= Jim Davies (computer scientist) =

Jim Davies is Professor of Software Engineering and current Director of the Software Engineering Programme at the University of Oxford, England.

== Biography ==
Jim Davies studied mathematics at New College, Oxford, joining the Oxford University Computing Laboratory (now the Oxford University Department of Computer Science) in 1986 for a Masters' and Doctorate. After working as a researcher and lecturer in computer science, at Oxford, Reading, and Royal Holloway, University of London, he became a lecturer in software engineering at Oxford in 1995. He has led the Software Engineering Programme since 2000, and was made Professor of Software Engineering in 2006.

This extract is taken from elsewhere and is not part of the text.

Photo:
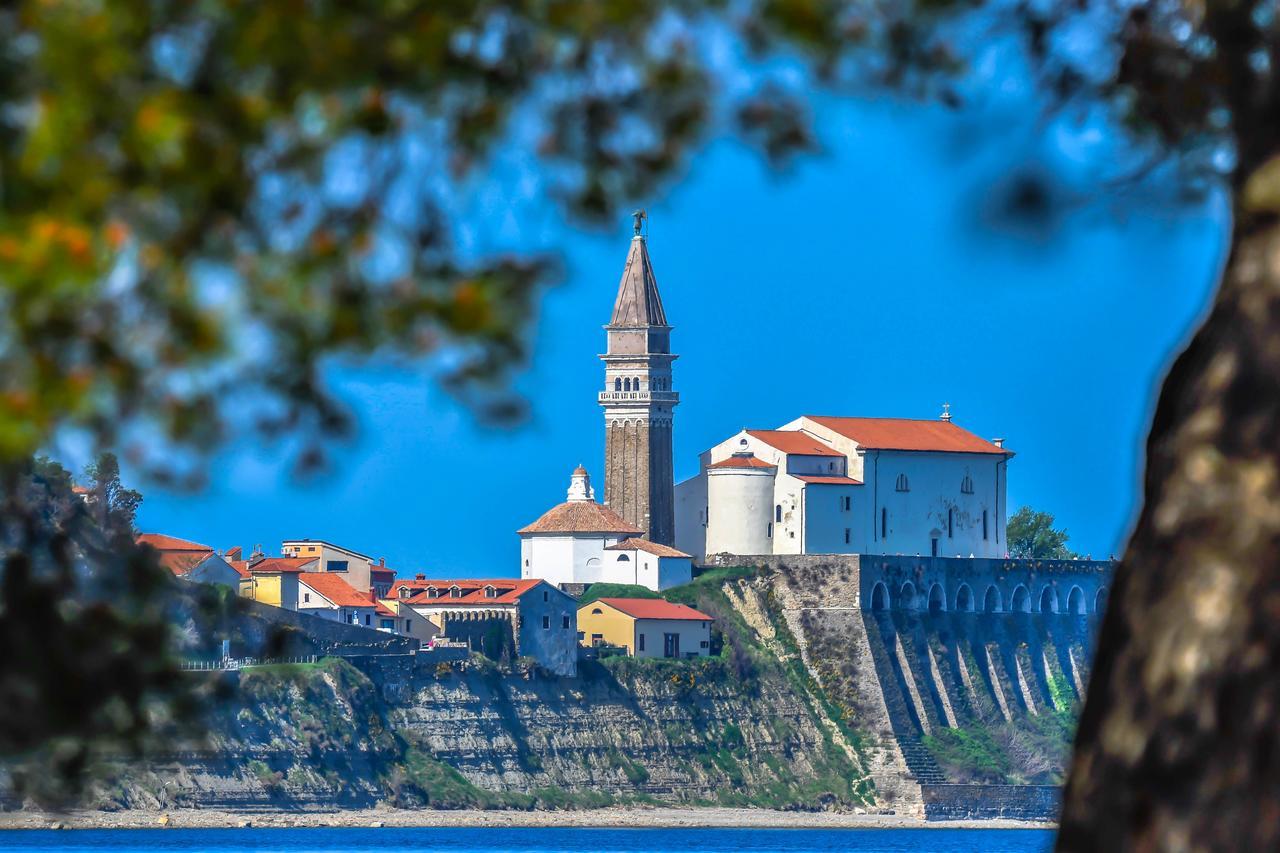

Davies is an expert in formal methods, including Communicating Sequential Processes (CSP) and the Z notation.

== Books ==
- Jim Davies, Specification and Proof in Real Time CSP. Cambridge University Press, 1993. ISBN 978-0-521-45055-3.
- Jim Woodcock and Jim Davies, Using Z: Specification, Refinement, and Proof. Prentice-Hall International Series in Computer Science, 1996. ISBN 978-0-13-948472-8.
- Jim Davies, Bill Roscoe, and Jim Woodcock, Millennial Perspectives in Computer Science: Proceedings of the 1999 Oxford-Microsoft Symposium in Honour of Sir Tony Hoare. Palgrave Macmillan, Cornerstones of Computing, 2000. ISBN 978-0-333-92230-9.